According to the Department of Education, the average school year is 180 days and the average school day is 6.7 hours. Assuming the projector is on, all but a couple hours for lunch and recess, from the time the children arrive to the ending bell that’s just about 850 hours per school year. Meaning 20,000 hours equals over 23 years.
Ask yourself, as fast as technology changes, am I going to want this projector in 20+ years? - Epson brochure "SOLID STATE LIGHTING: The benefits of traditional lamp technology versus unproven solid state lighting"
Hmmmm, a piece of equipment that lasts too long? That's a new problem.
Epson seems to be sweating the appearance of LED projection systems. And I can see why. My calculations show that the TCO of an LED is about 85% that of a regular projector and that doesn't include electricity saved or maintenance time saved. (See below.)
The point of this is not to extol the virtues of LED projectors. While we have been happy with the one's we've purchased, we still don't really know long they will last.

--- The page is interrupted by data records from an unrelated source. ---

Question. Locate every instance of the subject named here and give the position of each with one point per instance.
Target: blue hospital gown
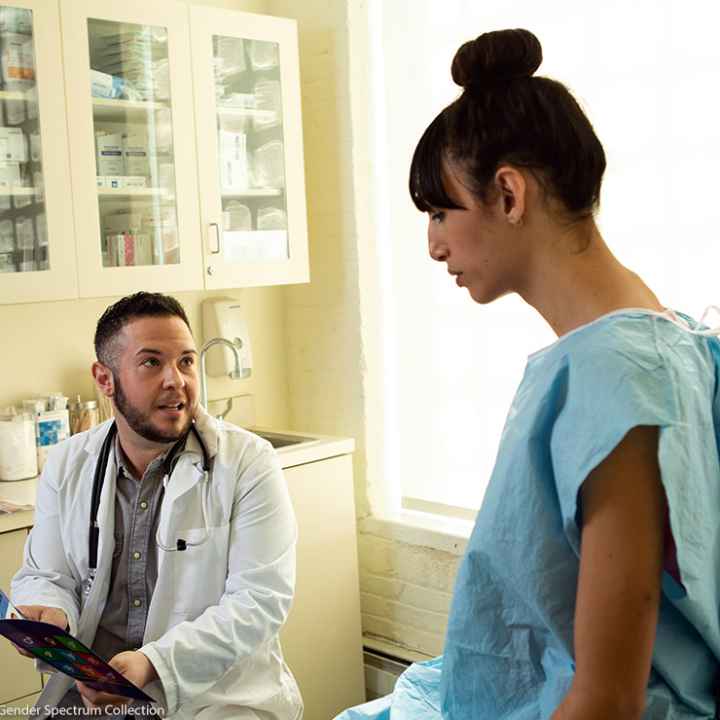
(509, 645)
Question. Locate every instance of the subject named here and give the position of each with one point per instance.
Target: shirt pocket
(200, 571)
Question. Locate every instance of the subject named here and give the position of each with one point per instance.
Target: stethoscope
(99, 480)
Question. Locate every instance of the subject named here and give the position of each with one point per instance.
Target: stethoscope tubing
(98, 482)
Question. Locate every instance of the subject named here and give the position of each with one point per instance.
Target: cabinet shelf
(252, 192)
(12, 95)
(266, 116)
(125, 110)
(130, 193)
(17, 190)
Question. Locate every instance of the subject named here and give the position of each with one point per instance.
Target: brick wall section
(406, 592)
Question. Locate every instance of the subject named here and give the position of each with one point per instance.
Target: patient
(588, 589)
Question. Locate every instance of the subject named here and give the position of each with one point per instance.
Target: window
(646, 74)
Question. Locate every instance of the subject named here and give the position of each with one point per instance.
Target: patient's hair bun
(497, 55)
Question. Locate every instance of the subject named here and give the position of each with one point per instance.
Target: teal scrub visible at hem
(509, 645)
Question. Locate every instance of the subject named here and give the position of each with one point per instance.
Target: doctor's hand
(134, 666)
(42, 613)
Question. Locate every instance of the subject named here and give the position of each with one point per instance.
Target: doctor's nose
(438, 250)
(173, 377)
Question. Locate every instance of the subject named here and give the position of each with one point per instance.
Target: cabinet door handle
(217, 239)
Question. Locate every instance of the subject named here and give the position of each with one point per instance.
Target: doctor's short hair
(124, 311)
(508, 115)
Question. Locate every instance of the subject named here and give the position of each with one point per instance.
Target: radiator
(381, 672)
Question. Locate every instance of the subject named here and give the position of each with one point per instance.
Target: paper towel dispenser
(222, 317)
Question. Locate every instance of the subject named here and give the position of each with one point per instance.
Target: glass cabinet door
(135, 126)
(250, 148)
(34, 175)
(132, 129)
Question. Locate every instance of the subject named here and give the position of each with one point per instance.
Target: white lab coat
(213, 621)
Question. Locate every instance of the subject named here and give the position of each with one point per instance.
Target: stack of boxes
(23, 237)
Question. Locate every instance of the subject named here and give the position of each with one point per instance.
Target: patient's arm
(618, 596)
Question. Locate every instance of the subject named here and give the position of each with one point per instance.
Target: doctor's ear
(103, 378)
(512, 188)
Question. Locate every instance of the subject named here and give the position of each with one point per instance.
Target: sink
(280, 440)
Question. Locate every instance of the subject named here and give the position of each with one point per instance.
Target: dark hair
(131, 307)
(505, 115)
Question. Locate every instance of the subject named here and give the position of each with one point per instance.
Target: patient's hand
(42, 613)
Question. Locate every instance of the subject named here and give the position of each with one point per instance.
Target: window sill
(418, 528)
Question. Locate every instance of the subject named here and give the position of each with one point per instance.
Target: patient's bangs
(427, 188)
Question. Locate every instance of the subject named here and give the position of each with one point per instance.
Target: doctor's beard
(140, 422)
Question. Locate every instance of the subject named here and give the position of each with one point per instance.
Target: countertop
(317, 447)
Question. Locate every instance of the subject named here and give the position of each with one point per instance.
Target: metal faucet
(236, 374)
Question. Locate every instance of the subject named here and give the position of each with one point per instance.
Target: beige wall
(333, 338)
(48, 347)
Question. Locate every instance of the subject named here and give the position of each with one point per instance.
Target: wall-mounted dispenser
(222, 317)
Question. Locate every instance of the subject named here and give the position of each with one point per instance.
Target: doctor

But what I do know that when competitors trash each other, I tend to tune out. And I flat out hate it when I know they are lying - and I will NOT buy from a liar.
A salesman recently promoted his video storage service by stating "unlike YouTube, we don't own your movies." That's just not true. (YouTube doesn't own your movies, GoogleApps doesn't own your Docs, CIPA, FERPA, etc. do not ban social media.)
Pitch the value-added features that makes your product worth paying for.
If you can't, sell something else.
LED TOC runs about $85 a year, assuming it has a 10 year life span. ($850 purchase price. 20,000 hour light source.)
LCD TOC runs about $100** a year, assuming it has a 10 year life span. Purchase price $500 plus $500 lamps. (Lamp life 2,000 hours?. Lamps $100 (180 school days X 6 hours use per day = 1080 x 10 years = 10,800 - 2000 for original lamp) = 8,800 hours of use or 5 lamps.)